I jak ujawnia, Agencja próbowała przez ostatnie miesiące radzić sobie z tą sytuacją.
- Przez długi czas udawało nam się zabezpieczać naszych pracowników. Wprowadziliśmy tryb pracy zdalnej, także tryb dwuzmianowy – jedni pracownicy przychodzą na rano, inni na popołudnie. Ale, żeby nie stracić płynności operacyjnej, musieliśmy tych pracowników po prostu zaszczepić. W Agencji pracujemy w dużej mierze w oparciu o tzw. tryb niejawny. Nie da się więc z dnia na dzień pozyskać pracowników na zastępstwo czy uzyskać dla nich dostępu do informacji zastrzeżonych - argumentuje Kuczmierowski.
Szczepienia miały miejsce w niedzielę 28 marca. - Poprosiliśmy kierownictwo szpitala tymczasowego na Stadionie Narodowym o wskazanie terminu, który byłby najmniej uciążliwy dla pozostałych pacjentów. Na 650 pracowników Agencji, na liście do szczepień było 135. Skoncentrowaliśmy się na pracownikach, którzy w Warszawie i okolicach są najbardziej zaangażowani w proces dystrybucji szczepionek. Zaszczepiono m.in. pracowników hurtowni farmaceutycznej w składnicy Agencji w Wąwale, a także z centrali – z biura logistyki, biura rezerw medycznych, biura zakupów, czy biura bezpieczeństwa - mówi WP prezes Rządowej Agencji Rezerw Strategicznych.
Pytany, jak wyglądały zapisy na listę do szczepień, zapewnia, że priorytetem było zaszczepienie osób, które są niezbędne przy dystrybucji szczepionek.

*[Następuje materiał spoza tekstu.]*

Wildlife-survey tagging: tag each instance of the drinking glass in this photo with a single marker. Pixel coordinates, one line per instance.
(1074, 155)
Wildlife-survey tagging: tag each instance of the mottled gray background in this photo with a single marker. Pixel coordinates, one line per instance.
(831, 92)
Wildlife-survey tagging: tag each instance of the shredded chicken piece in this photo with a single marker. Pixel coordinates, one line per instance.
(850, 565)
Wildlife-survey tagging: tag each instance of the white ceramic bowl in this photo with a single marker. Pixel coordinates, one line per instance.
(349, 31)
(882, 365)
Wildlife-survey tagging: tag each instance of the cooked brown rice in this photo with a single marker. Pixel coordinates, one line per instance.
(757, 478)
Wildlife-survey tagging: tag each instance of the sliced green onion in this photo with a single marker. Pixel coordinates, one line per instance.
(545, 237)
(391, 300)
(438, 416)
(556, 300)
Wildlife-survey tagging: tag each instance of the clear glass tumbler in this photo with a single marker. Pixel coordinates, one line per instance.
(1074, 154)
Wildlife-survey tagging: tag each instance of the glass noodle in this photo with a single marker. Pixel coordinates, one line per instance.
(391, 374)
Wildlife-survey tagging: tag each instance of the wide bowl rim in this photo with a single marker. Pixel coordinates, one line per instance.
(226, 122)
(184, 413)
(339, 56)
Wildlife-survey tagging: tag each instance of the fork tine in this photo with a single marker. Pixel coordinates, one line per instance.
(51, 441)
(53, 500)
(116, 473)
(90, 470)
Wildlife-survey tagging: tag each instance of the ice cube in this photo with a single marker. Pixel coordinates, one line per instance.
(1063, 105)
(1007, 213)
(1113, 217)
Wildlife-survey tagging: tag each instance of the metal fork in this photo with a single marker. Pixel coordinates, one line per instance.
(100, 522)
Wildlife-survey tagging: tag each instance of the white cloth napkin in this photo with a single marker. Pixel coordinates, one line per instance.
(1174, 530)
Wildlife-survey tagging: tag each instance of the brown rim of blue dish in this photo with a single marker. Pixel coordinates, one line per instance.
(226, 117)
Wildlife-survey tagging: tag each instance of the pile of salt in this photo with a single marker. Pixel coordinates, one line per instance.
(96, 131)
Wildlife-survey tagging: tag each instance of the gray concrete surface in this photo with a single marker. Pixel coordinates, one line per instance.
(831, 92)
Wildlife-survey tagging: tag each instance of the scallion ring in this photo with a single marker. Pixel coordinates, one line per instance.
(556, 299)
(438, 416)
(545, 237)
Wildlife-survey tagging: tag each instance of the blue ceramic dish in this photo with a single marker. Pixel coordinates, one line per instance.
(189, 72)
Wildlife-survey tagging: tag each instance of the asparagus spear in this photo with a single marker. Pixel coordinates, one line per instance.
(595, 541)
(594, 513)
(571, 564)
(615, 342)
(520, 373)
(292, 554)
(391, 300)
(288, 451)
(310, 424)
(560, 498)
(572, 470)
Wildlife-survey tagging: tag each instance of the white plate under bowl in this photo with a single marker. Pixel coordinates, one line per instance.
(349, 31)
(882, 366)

- Nie robiliśmy żadnej łapanki, nie wpisywaliśmy ludzi na ostatnią chwilę. Mieliśmy krytyczną sytuację w Agencji związaną z zachorowaniami na COVID-19. Decyzja o zaszczepieniu pomogła w zabezpieczeniu ciągłości pracy przy realizacji między innymi Narodowego Programu Szczepień - dodaje.
W opinii posłów opozycji Michała Szczerby i Dariusza Jońskiego, cała sytuacja stanowi jednak kolejne z obejść harmonogramu szczepień.
- Jesteśmy liderem chaosu. Kolejny przykład łamania przez rząd zasad, które sam ustanowił – mówił w TVN24 poseł Joński.
- Wciąż nie są zaszczepieni seniorzy i osoby chore przewlekle. Takie historie jak te z Rządowej Agencji Rezerw Strategicznych podważają zaufanie do systemu – dodawał poseł Szczerba.
W odpowiedzi prezes rządowej Agencji krytykuje słowa polityków opozycji.
- Mówienie o tym, że skoro pracownicy Agencji się zaszczepili jest równoznaczne z tym, że rząd się szczepi, jest wywołaniem taniej sensacji. Rozumiałbym to, gdybym to ja wepchnął się w kolejkę, przed kogoś uprawnionego bądź osobę starszą. Zresztą sprawdziłem szczepienia naszych pracowników i ponad 1/3 zaszczepionych to osoby uprawnione do zabiegu z tytułu daty urodzenia. Ja osobiście nie byłem w gronie zaszczepionych, niedawno temu ciężko przechodziłem zarażenie koronawirusem i w moim przypadku nie było mowy o szczepieniu - mówi WP Kuczmierowski.